The History of Jerk Cooking

Jamaican Jerk refers to a way or style of cooking meat that is native to Jamaica. It's a blend of spices, herbs and marinate in which meat, be it chicken, beef, pork, goat, fish, vegetables or fruit is dry-rubbed or wet marinated. It has become a way of life for Jamaicans to prepare this award-winning way of cooking and serving meat.

When I started researching the history of how jerk style had its native beginnings, I came across a few historians’ variations of how it began. Some believed that this style of cooking dates back to over 2500 years ago when the Maroons first introduced this African meat cooking technique to Jamaica which was combined with native cooking techniques. Others argue that jerking originated with the Amerindians in Jamaica from the Arawak and Taino tribes who intermingled with the Maroons.

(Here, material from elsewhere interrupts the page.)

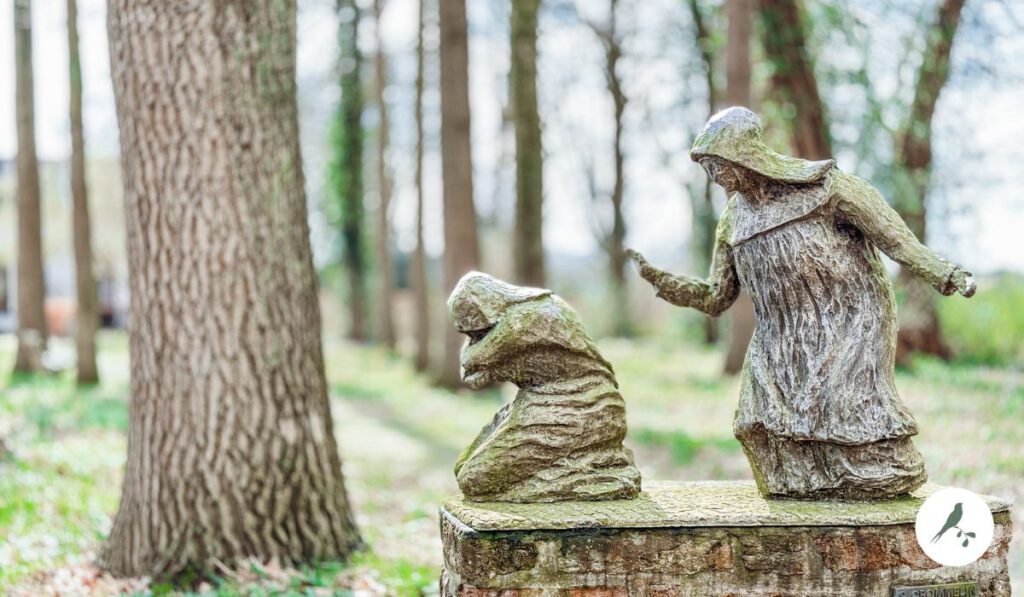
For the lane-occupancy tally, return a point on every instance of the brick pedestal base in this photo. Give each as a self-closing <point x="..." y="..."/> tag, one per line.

However, the story goes, this smokey taste of jerked meat is achieved using a variety of cooking methods and techniques.

Jerk cooking is popular in Caribbean and West Indian communities throughout North America and Western Europe. Jerk cooking and seasoning has gained popularity with the Caribbean diaspora all over the world, and forms of jerk can now be found at restaurants almost anywhere a significant population of Caribbean descent exists, such as Canada, the United Kingdom and the United States of America.

Jerk Techniques

The cooking technique of jerking, as well as the results it produces, has evolved over time from using pit fires to old oil barrel drums as the cooking vessel of choice. Around the 1960s, Caribbean entrepreneurs seeking to recreate the smoked pit flavor by an easier, more portable method came up with a solution to cut oil barrels lengthwise and attach hinges, drilling several ventilation holes for the smoke. This is the method that Taste of Jamaica employs, also called Pan Jerk. These barrels are filled and fired with charcoal or pimento wood, which enhances the spicy, smoky taste.

Alternatively, when these cooking methods are unavailable, other methods of meat smoking, including wood-burning ovens, can be used to jerk meat. However, oil barrels are arguably one of the most popular cooking methods for making jerk in Jamaica. Most jerk in Jamaica is no longer cooked in the traditional method and is grilled over hardwood charcoal in a steel drum.

Street food "jerk stands" or "jerk centres" are often found across the island. Jerked meat can be purchased along with sides of hard dough bread, deep fried cassava bammy (Taste of Jamaica’s homemade special flatbread, usually served with Escovitch fish) or fried dumplings and festival, which is a variation of sweet flavored fried dumplings made with sugar.